Thursday, April 21, 2016
Youcat commented through CCC – Question n. 137 - Part II.
(Youcat answer - repeated) The Church is called apostolic because she was founded by the apostles, holds fast to their Tradition, and is governed by their successors.
A deepening through CCC
(CCC 858) Jesus is the Father's Emissary. From the beginning of his ministry, he "called to him those whom he desired;… And he appointed twelve, whom also he named apostles, to be with him, and to be sent out to preach" (Mk 3:13-14). From then on, they would also be his "emissaries" (Greek apostoloi). In them, Christ continues his own mission: "As the Father has sent me, even so I send you" (Jn 20:21; cf. 13:20; 17:18). The apostles' ministry is the continuation of his mission; Jesus said to the Twelve: "he who receives you receives me" (Mt 10:40; cf. Lk 10:16
Reflecting and meditating
(Youcat comment) Jesus called the Apostles to be his closest collaborators. They were his eyewitnesses. After his Resurrection, he appeared to them repeatedly. He bestowed on them the Holy Spirit and sent them as his authoritative messengers to all the world. They assured unity in the early Church. They conferred their mission and authority upon their successors, the bishops, through the laying on of hands.

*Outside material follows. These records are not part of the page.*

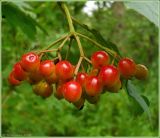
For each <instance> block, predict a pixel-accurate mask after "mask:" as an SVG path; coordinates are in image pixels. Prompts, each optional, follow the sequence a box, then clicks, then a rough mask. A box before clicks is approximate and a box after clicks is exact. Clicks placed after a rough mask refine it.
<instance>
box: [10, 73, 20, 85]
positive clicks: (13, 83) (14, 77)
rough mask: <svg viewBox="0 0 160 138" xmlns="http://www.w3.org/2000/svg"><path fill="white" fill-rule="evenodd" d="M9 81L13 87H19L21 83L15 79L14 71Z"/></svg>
mask: <svg viewBox="0 0 160 138" xmlns="http://www.w3.org/2000/svg"><path fill="white" fill-rule="evenodd" d="M8 81H9V83H10V84H11V85H15V86H16V85H19V84H20V83H21V82H20V81H19V80H17V79H16V78H15V77H14V72H13V71H12V72H11V73H10V75H9V77H8Z"/></svg>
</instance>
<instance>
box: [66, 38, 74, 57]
mask: <svg viewBox="0 0 160 138" xmlns="http://www.w3.org/2000/svg"><path fill="white" fill-rule="evenodd" d="M72 42H73V38H70V41H69V45H68V49H67V53H66V57H65V59H67V58H68V56H69V53H70V48H71V45H72Z"/></svg>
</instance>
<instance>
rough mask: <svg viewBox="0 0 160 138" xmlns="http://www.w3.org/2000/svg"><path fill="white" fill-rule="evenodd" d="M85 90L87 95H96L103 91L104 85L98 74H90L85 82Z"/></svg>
mask: <svg viewBox="0 0 160 138" xmlns="http://www.w3.org/2000/svg"><path fill="white" fill-rule="evenodd" d="M85 91H86V93H87V95H90V96H96V95H98V94H100V93H101V91H102V85H101V82H100V81H99V79H98V77H96V76H88V77H87V78H86V82H85Z"/></svg>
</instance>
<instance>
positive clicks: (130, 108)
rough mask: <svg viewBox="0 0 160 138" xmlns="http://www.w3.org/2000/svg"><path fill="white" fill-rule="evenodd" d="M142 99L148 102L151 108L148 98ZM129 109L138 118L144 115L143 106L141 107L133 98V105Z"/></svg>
mask: <svg viewBox="0 0 160 138" xmlns="http://www.w3.org/2000/svg"><path fill="white" fill-rule="evenodd" d="M141 97H142V98H143V100H144V101H145V102H146V104H147V105H148V106H149V105H150V102H149V100H148V98H147V97H146V96H144V95H141ZM129 108H130V110H131V112H132V114H134V115H136V116H137V115H141V114H142V113H144V110H143V108H142V107H141V106H139V103H137V101H136V100H135V99H133V98H131V105H129Z"/></svg>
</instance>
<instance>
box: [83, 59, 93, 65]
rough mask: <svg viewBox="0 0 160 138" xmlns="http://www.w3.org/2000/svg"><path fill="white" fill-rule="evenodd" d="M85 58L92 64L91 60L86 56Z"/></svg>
mask: <svg viewBox="0 0 160 138" xmlns="http://www.w3.org/2000/svg"><path fill="white" fill-rule="evenodd" d="M84 59H85V60H86V61H87V62H88V63H90V64H92V62H91V60H90V59H88V58H87V57H84Z"/></svg>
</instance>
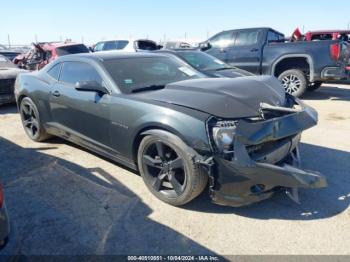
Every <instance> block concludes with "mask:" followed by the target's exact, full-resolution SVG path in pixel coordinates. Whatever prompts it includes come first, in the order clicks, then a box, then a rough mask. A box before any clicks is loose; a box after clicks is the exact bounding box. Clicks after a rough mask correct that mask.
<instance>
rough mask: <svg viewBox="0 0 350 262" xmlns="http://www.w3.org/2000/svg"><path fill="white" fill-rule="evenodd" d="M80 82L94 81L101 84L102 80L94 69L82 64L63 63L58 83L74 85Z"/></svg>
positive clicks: (94, 68) (78, 63) (80, 62)
mask: <svg viewBox="0 0 350 262" xmlns="http://www.w3.org/2000/svg"><path fill="white" fill-rule="evenodd" d="M80 81H96V82H98V83H101V84H102V78H101V76H100V75H99V74H98V73H97V71H96V70H95V68H93V67H92V66H91V65H89V64H87V63H82V62H64V63H63V66H62V70H61V75H60V82H64V83H68V84H72V85H75V84H76V83H77V82H80Z"/></svg>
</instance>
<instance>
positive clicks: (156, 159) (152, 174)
mask: <svg viewBox="0 0 350 262" xmlns="http://www.w3.org/2000/svg"><path fill="white" fill-rule="evenodd" d="M161 132H165V131H161ZM165 133H166V136H163V135H162V136H158V135H148V136H146V137H144V138H143V140H142V141H141V144H140V146H139V150H138V156H137V160H138V167H139V170H140V173H141V176H142V178H143V181H144V183H145V184H146V186H147V188H148V189H149V190H150V191H151V193H152V194H153V195H155V196H156V197H157V198H158V199H160V200H162V201H163V202H166V203H168V204H170V205H173V206H181V205H184V204H186V203H188V202H190V201H191V200H192V199H194V198H195V197H197V196H198V195H199V194H200V193H201V192H202V191H203V189H204V188H205V186H206V185H207V181H208V176H207V174H206V173H205V172H204V170H202V168H201V167H200V166H198V164H197V163H195V161H194V159H193V158H192V157H191V155H189V154H188V153H187V150H186V149H187V148H188V146H187V145H186V144H185V143H184V142H183V141H182V140H181V139H180V138H179V137H177V136H175V135H173V134H171V133H168V132H165Z"/></svg>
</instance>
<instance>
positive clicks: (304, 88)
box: [278, 69, 308, 97]
mask: <svg viewBox="0 0 350 262" xmlns="http://www.w3.org/2000/svg"><path fill="white" fill-rule="evenodd" d="M278 80H280V81H281V83H282V85H283V87H284V89H285V91H286V92H287V93H289V94H291V95H293V96H295V97H301V96H302V95H303V94H304V93H305V92H306V90H307V85H308V81H307V78H306V76H305V74H304V72H303V71H301V70H299V69H290V70H287V71H284V72H282V73H281V74H280V75H279V76H278Z"/></svg>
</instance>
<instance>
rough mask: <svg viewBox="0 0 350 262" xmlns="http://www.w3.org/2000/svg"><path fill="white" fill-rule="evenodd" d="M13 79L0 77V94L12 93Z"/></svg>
mask: <svg viewBox="0 0 350 262" xmlns="http://www.w3.org/2000/svg"><path fill="white" fill-rule="evenodd" d="M14 85H15V79H0V94H12V93H13V89H14Z"/></svg>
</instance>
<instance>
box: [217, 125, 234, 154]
mask: <svg viewBox="0 0 350 262" xmlns="http://www.w3.org/2000/svg"><path fill="white" fill-rule="evenodd" d="M212 131H213V139H214V142H215V145H216V147H217V148H218V149H219V150H220V151H232V149H233V139H234V137H235V134H236V122H234V121H219V122H217V123H216V124H215V126H214V127H213V129H212Z"/></svg>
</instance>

This process is called Apostolic Succession.
(CCC 859) Jesus unites them to the mission he received from the Father. As "the Son can do nothing of his own accord," but receives everything from the Father who sent him, so those whom Jesus sends can do nothing apart from him (Jn 5:19, 30; cf. 15:5), from whom they received both the mandate for their mission and the power to carry it out. Christ's apostles knew that they were called by God as "ministers of a new covenant," "servants of God," "ambassadors for Christ," "servants of Christ and stewards of the mysteries of God" (2 Cor 3:6; 6:4; 5:20; 1 Cor 4:1).